Viral DNA can also live as plus or minus ssDNA. But ssDNA must be transformed to dsDNA in order to be transcribed by RNA polymerase to form mRNA. During transcribed of dsDNA, generally only one strand is real and it is considered the plus strands; its complementary strand is considered the minus strand.

Replication

The small Virus particles out of a host cell have no independent metabolic activity and are incapable of reproduction by processes characteristic of other microorganisms (for example, binary fusion in bacteria). Reproduction of virus takes place by Replication, in which the viral protein and nucleic acid components are reproduced within susceptible host cells. The viruses effectively redirect the metabolic methods of many host cells to produce new virion than new host-cell material.
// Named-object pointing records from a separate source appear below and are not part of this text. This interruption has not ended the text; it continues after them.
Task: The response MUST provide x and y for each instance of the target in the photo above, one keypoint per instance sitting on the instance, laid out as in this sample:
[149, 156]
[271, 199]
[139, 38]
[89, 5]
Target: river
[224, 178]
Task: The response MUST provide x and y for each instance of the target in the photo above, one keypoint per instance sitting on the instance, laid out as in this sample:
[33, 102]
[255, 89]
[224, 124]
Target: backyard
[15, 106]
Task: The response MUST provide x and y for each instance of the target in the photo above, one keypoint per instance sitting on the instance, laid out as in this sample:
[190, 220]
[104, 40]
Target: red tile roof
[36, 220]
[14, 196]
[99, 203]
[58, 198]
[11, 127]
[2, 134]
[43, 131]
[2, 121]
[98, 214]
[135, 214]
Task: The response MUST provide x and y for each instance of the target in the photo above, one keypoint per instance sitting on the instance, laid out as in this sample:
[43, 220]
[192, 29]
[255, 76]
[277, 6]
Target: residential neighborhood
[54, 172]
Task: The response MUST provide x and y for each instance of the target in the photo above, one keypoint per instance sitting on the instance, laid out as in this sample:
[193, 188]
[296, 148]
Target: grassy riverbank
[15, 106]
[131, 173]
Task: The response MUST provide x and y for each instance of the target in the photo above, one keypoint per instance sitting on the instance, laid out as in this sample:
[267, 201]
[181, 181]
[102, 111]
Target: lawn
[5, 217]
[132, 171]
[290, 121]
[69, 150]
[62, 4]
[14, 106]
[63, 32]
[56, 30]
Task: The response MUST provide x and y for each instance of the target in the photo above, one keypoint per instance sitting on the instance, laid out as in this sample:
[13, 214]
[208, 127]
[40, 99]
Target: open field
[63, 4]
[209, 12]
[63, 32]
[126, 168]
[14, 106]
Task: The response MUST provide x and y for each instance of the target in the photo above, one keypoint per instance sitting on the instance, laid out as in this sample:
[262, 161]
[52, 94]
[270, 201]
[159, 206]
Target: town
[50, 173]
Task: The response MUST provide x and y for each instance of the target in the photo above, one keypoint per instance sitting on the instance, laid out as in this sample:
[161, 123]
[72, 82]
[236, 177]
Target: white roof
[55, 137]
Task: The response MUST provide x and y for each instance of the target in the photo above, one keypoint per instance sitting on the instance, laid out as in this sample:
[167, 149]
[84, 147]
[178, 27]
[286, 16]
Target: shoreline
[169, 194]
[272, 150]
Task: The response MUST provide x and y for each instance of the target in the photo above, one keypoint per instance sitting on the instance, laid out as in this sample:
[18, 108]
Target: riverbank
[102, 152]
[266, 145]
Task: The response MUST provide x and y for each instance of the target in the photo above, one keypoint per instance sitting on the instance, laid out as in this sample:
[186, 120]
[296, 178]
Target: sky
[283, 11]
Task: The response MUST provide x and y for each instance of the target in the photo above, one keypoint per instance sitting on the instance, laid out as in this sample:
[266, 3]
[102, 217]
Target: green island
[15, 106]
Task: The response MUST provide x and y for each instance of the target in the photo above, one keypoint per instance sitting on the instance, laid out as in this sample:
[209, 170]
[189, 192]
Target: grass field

Most of the virus-specific enzymes, which are those encoded by viral genes, are usually not part of the virion itself. This includes those necessary for replication. The smallest naked virions (without an envelope) do not contain any preformed enzymes. Larger virion may harbour one or a few enzymes, which usually function in aiding the virus to penetrate the host cell or to replicate its own nucleic acid. Those enzymes that are lacking may be synthesized only when the virion is within a host cell, which spends part of its energy making viral enzymes rather ten cellular components.

The entire sequence of cell infection by viruses may be generalized as follows. The virion attaches to a susceptible host cell as a specific site. Ether the whole virus or its viral nucleic acid penetrate the cell interior. If a total virus entered the cell, uncoating of the virus must take place to release the viral nucleic acid, which is then free to convert the cell into a factory for the production of viral progeny. The specific intercellular site of progeny assembly and maturation is characteristics for each group of viruses. Until assembled and mature, the virions are release from the host cell.

Despite these basics similarities, there are several distinctive differences between bacteriophage replication and plant and animal virus replication. Plant and animal viruses differ from the phages in their mechanism of entry into the host cell. Usually inside the host cell, plant and animal viruses also differ from phages in the synthesis of the new viral components, partly because of the difference between the bacterial prokaryotic cell and the plant or animal eukaryotic cell. Finally, the process of the maturation and release, and the effect of the host cell differ between plant and animal viruses and those of phages.

References

Arvind, Keshari K. and Kamal K Adhikari. A Textbook of Biology. Vidyarthi Pustak Bhander.

Michael J.Pleczar JR, Chan E.C.S. and Noel R. Krieg. Microbiology. Tata Mc GrawHill, 1993.

Powar. and Daginawala. General Microbiology.

Rangaswami and Bagyaraj D.J. Agricultural Microbiology.